3.3. Infrared and Raman Spectra

For the recording of the IR spectrum, an ALPHA II FT-IR-spectrometer (Bruker Optik GmbH, Ettlingen, Germany) equipped with an ATR Platinum Diamond measuring cell was used. All measurements were performed within the range of 4000 to 400 cm⁻¹.

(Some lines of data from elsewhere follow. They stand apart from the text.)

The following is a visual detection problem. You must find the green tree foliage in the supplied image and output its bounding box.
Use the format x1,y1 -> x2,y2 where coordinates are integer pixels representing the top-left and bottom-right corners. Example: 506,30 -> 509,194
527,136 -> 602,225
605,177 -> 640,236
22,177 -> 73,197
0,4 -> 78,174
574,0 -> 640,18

Raman-spectroscopic investigations were performed on a microscope laser Raman spectrometer (Jobin Yvon, Unterhaching, Germany, 4 mW, equipped with a HeNe laser with an excitation line at λ = 632.82 nm, 50× magnification, 2 × 40 s accumulation time). The Raman spectrum was recorded on a crystal sealed in a thin-walled glass capillary.

4. Conclusion

The compound LiCs₂[dca]₃ was synthesized, its crystal structure determined, and its IR and Raman spectra were reported. The acquired data of the vibrational spectra as well as the structural results are similar to the data of the previously reported alkali metal dicyanamides NaCs₂[dca]_3, Li[dca] and Cs[dca], although the smaller Li⁺ changes the coordination of Cs⁺.